To help people better understand the compensation that technology and communications executives were receiving, we created a database of the most recent publicly available compensation data for information-technology and communications firms in the S&P 500. The database below includes firms like Apple, Twitter, Verizon, Walt Disney, and Facebook.
What the people running the biggest tech and media companies earn
The database shows the most recently reported compensation data for executives from 93 firms — it lists salaries, bonus awards, non-equity incentive plan awards, equity awards, and other compensation, all elements that typically make up the total reported compensation for executives.
For example, our database can show you that while Twitter reported that CEO Jack Dorsey made $1.40 in total compensation, the chief financial officer and next three highest-paid employees at Twitter made more than $6 million each in total compensation (type “Twitter” in the search bar).
If you search “Netflix,” you’ll see that Reed Hastings, the company’s CEO, made $700,000 in base salary, but that’s the lowest salary for the executives listed in the streaming giant’s most recent proxy statement — the highest salary for an executive listed in the firm’s latest release was $18 million, which went to Ted Sarandos, Netflix’s chief content officer. (It’s worth noting that Hastings came out ahead when you look at total compensation.)
Sorting through SEC filings for 93 companies
At various times of the year, or with specific events, public companies are required to file financial documents and some news releases with the Securities and Exchange Commission. In one of these documents, called the proxy statement, or the DEF 14A, firms must disclose the compensation for a group of executives called its “proxy officers,” which must include the CEO, chief financial officer, and the three other highest-compensated employees at the firm.
Proxy statements each year are typically released in the lead-up to companies’ annual shareholder meetings, so the compensation data disclosed can provide good insight into how the firm is thinking about its compensation strategy and how it lines up with broader business goals.
The database is below, followed by a brief description of each column and what the numbers mean. In the table, you can click any title heading to sort (for example, you can click “Salary” to sort the table by salary from low to high, and click it again to sort from high to low). You can also search for a specific executive or company using the search bar. The table also scrolls horizontally. Navigate or scroll to the right to view all available data.
What the terms in the table mean:
- Salary: The salary an executive earns in a given year.
- Bonus/non-equity incentive plan: Typically cash grants for performance in the short term. Bonuses are typically one-off awards, while anything in the column titled “non-equity incentive plan” typically means the awards are granted as part of a firm’s short-term incentive plan and granted in cash (hence the “non-equity” label). Short-term incentives are thought of as part of “at-risk” pay, meaning that the executive must hit goals or benchmarks to receive the award.
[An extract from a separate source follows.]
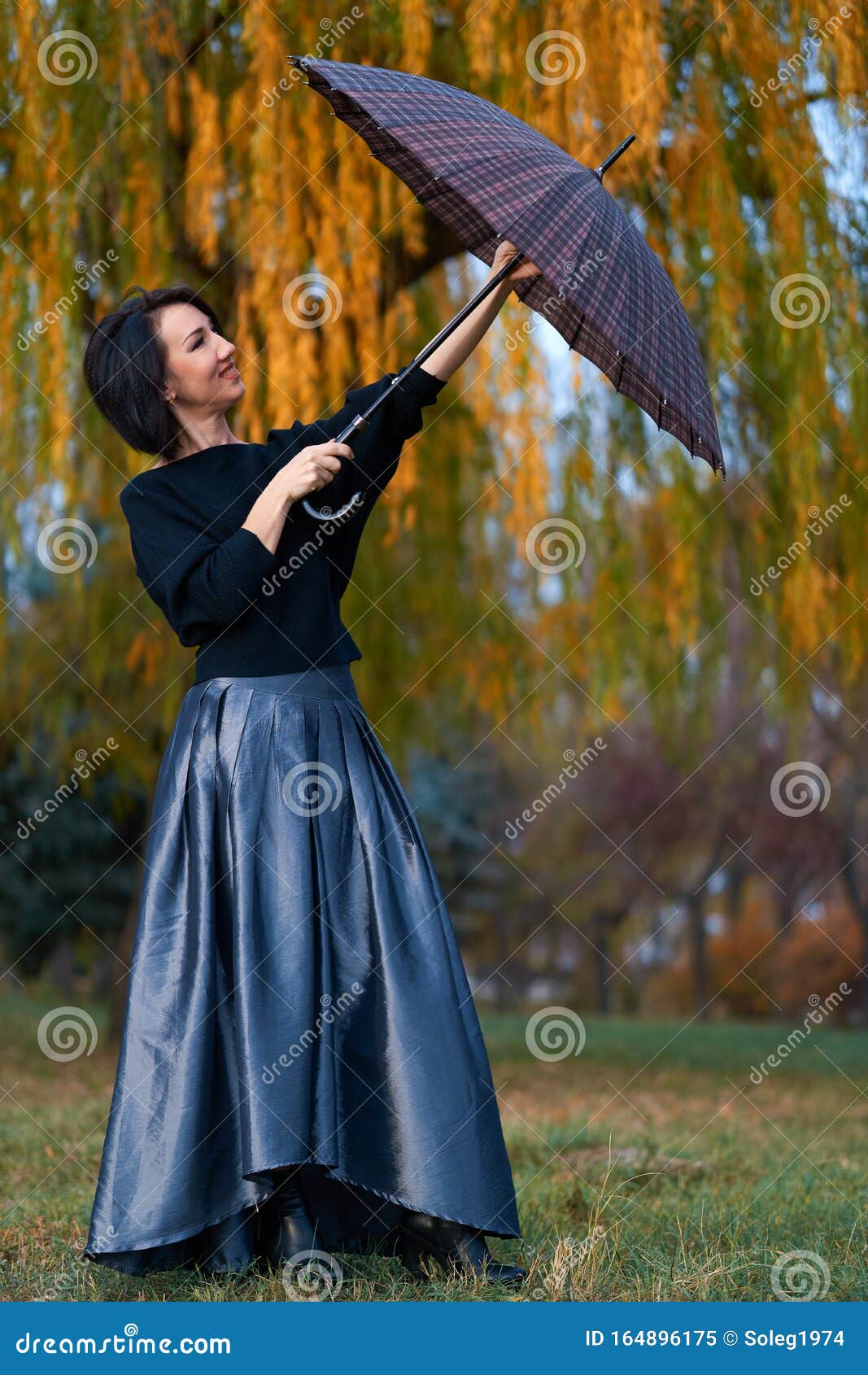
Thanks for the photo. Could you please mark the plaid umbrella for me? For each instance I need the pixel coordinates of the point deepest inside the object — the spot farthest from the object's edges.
(490, 177)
- Stock awards/option awards: Equity awards based on achievement within a firm’s long-term incentive plan. Long-term incentives are also considered “at-risk” pay. Stock and option awards are two different types of equity awards — stocks are direct equity awards, while options give the executive the right to buy shares at a specific price.
- Other compensation: This number includes any value from the compensation data related to pension plans or nonqualified deferred-compensation earnings. It also includes any payments designated as “other compensation,” which can include payment for things like personal or home security, employees’ benefits plans, country-club fees, fees related to use of company aircraft, and even relocation expenses.
- Total compensation: All amounts summed.